Chronic kidney disease exacerbates hyperlipidemia and atherosclerosis via miR-148a-3p targeting SIK1/AMPKα1 in liver

Background: Cardiovascular complications are the leading cause of death in patients with chronic kidney disease (CKD). As a major risk factor for atherosclerotic cardiovascular disease (ASCVD), hyperlipidemia is a common sequela of CKD, which is linked to increased lipid synthesis, impaired lipoprotein clearance, and maladapted reverse cholesterol transport. Because exosomes can transport miRNAs to modulate intercellular and tissue communication, we hypothesized that exosomal miRNAs can act as endocrine-like molecules to modulate the CKD-associated hyperlipidemia and ASCVD. Methods: Small RNA-seq and qPCR were used to determine the differential plasma level of exosomal miR-148a-3p in ASCVD patients with and without CKD. RNA-seq and in silico analysis were used to establish the regulation of lipid metabolism via miR-148a-3p/salt-inducible kinase 1 (SIK1)/AMP-activated protein kinase alpha 1 subunit (AMPK?1) in the liver. Inhibition of miR-148a-3p or overexpression of SIK1/AMPKα1 in ApoE-/- mice with 5/6 nephrectomy was used to elucidate the role of the miR-148a-3p/SIK1/AMPKα1 axis in CKD-related hyperlipidemia and atherosclerosis. Results: The plasma level of exosomal miR-148a-3p was significantly elevated in patients with ASCVD and CKD (ASCVD/CKD) and ApoE-/- mice with 5/6 nephrectomy.
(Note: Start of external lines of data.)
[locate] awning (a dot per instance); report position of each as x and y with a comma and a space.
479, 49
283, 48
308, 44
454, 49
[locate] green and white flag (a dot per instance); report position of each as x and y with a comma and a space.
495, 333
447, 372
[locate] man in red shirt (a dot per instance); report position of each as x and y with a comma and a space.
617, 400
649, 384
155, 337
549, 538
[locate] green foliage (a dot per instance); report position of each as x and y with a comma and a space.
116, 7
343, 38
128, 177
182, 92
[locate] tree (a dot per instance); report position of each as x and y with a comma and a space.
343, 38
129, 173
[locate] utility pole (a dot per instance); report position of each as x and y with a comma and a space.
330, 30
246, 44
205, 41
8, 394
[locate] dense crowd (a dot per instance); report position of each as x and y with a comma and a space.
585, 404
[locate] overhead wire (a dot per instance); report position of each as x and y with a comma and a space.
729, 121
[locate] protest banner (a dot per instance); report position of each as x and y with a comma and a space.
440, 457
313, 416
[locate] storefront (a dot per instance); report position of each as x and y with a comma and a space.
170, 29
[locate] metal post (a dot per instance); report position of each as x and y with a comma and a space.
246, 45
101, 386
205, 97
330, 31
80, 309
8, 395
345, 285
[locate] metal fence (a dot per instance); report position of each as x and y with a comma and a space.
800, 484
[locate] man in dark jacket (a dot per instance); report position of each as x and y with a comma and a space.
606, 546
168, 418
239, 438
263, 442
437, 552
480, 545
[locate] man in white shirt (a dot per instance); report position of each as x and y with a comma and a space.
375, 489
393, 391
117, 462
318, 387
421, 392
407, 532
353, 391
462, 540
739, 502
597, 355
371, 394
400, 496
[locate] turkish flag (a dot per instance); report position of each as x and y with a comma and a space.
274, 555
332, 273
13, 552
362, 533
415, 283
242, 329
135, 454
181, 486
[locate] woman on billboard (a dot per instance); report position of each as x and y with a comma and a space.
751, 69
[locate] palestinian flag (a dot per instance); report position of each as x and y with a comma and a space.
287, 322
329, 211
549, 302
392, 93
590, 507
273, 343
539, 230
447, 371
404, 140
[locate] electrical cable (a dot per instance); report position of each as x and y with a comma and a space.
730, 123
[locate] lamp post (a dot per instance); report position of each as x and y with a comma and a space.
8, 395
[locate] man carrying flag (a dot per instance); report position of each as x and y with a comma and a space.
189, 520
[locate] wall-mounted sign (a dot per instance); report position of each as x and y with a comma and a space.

Via circulating exosomes, kidney-generated miR-148a-3p was delivered to the liver, where it targeted SIK1/AMPKα1 transcripts, thereby upregulating SREBP2/PCSK9 and reciprocally downregulating LDLR. Levels of SIK1 and AMPKα1 were decreased in hepatocytes transfected with miR-148a-3p or treated with plasma exosomes from ASCVD/CKD patients, with attendant SREBP2 activation and attenuated LDL-C binding. The decreased LDL-C binding was rectified by SIK1/AMPKα1 or LNA-miR-148a-3p overexpression. LNA-miR-148a-3p or AAV8-SIK1/AMPKα administration in 5/6 nephrectomy/ApoE-/- mice significantly ameliorated hyperlipidemia and atherosclerosis. Conclusion: In ASCVD/CKD patients and nephrectomy/ApoE-/- mice, kidney-originating miR-148a-3p targeted hepatic SIK1/AMPKα1 mRNA. This exosome-mediated endocrine effect upregulated SREBP2/PCSK9 and reciprocally reduced LDLR level, which elevated plasma LDL-C level and exacerbated ASCVD. These findings underscore a kidney-liver-artery axis involved in cardiovascular-kidney-metabolic syndrome. Key words: CKD; hyperlipidemia; miR-148a-3p; SIK1; AMPKα1.